The other s**t is really a hodge-podge of material – everything from sex scandals involving teachers to videos of drunk beer pong dunks. The material comes from a combination of stories and videos he finds on websites such as Boston.com, BostonHerald.com, FoxNews.com and his favorite website (excluding Barstool), dlisted.com, as well as e-mailed story tips. Most of the e-mailed stories come from sites like DeadSpin.com, but he maintains that the “tips are the life-blood of the site.”
Of course with the nature of the posts, the risqué material draws a lot of negative attention.
“People who threaten us with lawsuits have no idea who we are. They think it’s a kid sitting in their basement… I have a pretty good handle on what we can do, and we very rarely step over the line,” he said.
So what does his wife, Renee, a.k.a. the First Lady, think of his job?
“She’s pretty cool with it. I have no game. She knows that. I’m getting old. It’s kind of like the Howard Stern model to a point. She knows what it is. I certainly play it up to a degree. As long as she can buy a new pair of shoes, she’s happy,” he said.
While on the surface, Barstool Sports seems like all fun and games, it requires a seven-day workweek for El Pres, who runs the site on his own from his simple Dell laptop.
“I wake up around 9 a.m., then I write all friggin day. That’s really what it is,” he said. “I go to bed at midnight just waiting for stories. We gotta do our ads, sometimes things come up, but it’s just non-stop in front of the computer.”
The 33-year-old never dreamed of doing this.
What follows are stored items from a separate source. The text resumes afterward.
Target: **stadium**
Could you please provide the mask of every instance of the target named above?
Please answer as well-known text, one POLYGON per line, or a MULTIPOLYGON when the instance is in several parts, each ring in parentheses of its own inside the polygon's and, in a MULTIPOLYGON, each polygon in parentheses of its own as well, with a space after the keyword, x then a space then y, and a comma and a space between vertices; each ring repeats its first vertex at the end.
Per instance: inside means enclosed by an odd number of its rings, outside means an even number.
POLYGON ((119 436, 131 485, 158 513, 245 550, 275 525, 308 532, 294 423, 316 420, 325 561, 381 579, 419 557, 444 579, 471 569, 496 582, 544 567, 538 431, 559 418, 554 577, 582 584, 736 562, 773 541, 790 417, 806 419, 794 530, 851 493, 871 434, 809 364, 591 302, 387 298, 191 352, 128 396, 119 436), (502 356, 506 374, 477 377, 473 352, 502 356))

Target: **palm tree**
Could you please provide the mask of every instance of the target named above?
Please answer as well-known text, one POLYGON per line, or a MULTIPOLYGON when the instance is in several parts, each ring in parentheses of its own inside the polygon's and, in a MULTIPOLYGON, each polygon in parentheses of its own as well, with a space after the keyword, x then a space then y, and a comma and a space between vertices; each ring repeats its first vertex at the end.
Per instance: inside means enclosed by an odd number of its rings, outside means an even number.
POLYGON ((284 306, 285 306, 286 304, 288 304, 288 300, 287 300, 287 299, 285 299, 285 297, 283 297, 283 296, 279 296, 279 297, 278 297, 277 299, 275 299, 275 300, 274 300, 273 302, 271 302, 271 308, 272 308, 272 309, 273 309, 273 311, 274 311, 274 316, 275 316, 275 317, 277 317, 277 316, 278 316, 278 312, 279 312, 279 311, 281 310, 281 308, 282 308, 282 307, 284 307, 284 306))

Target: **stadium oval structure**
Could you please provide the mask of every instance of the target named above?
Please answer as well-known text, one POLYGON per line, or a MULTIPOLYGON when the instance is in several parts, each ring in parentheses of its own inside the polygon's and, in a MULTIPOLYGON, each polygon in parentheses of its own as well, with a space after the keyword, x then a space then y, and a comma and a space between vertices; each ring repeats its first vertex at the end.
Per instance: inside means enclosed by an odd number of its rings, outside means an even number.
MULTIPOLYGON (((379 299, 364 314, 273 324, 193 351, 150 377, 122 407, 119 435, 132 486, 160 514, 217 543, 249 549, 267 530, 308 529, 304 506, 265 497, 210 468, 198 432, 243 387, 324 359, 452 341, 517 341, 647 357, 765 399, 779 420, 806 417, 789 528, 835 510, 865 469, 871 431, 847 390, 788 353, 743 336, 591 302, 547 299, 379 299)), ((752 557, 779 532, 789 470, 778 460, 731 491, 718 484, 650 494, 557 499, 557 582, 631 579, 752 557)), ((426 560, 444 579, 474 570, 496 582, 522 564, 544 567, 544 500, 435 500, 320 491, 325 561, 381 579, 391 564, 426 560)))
Ideally he’d be playing professional baseball, because like he said, “Who wouldn’t f****n’ want to do that?”
Barstool has always been just based out of Boston, but recently the site branched out to New York, which now has its own site.
It might be because of the New York expansion, but Portnoy believes that Barstool is ready to take another step. He’s not exactly sure what that step is, but he would like to see Philadelphia, Pittsburgh and Chicago eventually have their own Stools as well.
Unlike most current jobs for writers and bloggers, the website has proven to be rather profitable for El Presidente. He started it to make money, not to write. Somehow he’s done just that without ever having to advertise or promote the site in any way – all readership comes from word of mouth. The site makes its money from advertising, which is all inbound – they contact him, he never asks.
Portnoy once attempted to interview Bill Simmons, an outspoken blogger who now works for ESPN. He ignored Portnoy’s requests over and over. Now that he has his own sports blog, which he says is much bigger than Simmons’ Digital City Boston ever was, Portnoy said that he probably wouldn’t follow in Simmons’ footsteps. But that’s only because he doesn’t think they’ll approach him.
“I don’t think I’d ever be asked to do something mainstream,” he said. “I think they would have asked by now. I don’t know what I’d say to that if someone offered.”
Portnoy will be at the University of Massachusetts this Friday, April 30 when he will bring his college concert tour, aptly named Stoolapalooza, to the Mullins Center. The show will be headlined by up-and-coming Boston rapper Sam Adams. If you don’t have tickets yet, you’re out of luck. Portnoy has posted that the UMass show is officially “sold the f*** out.”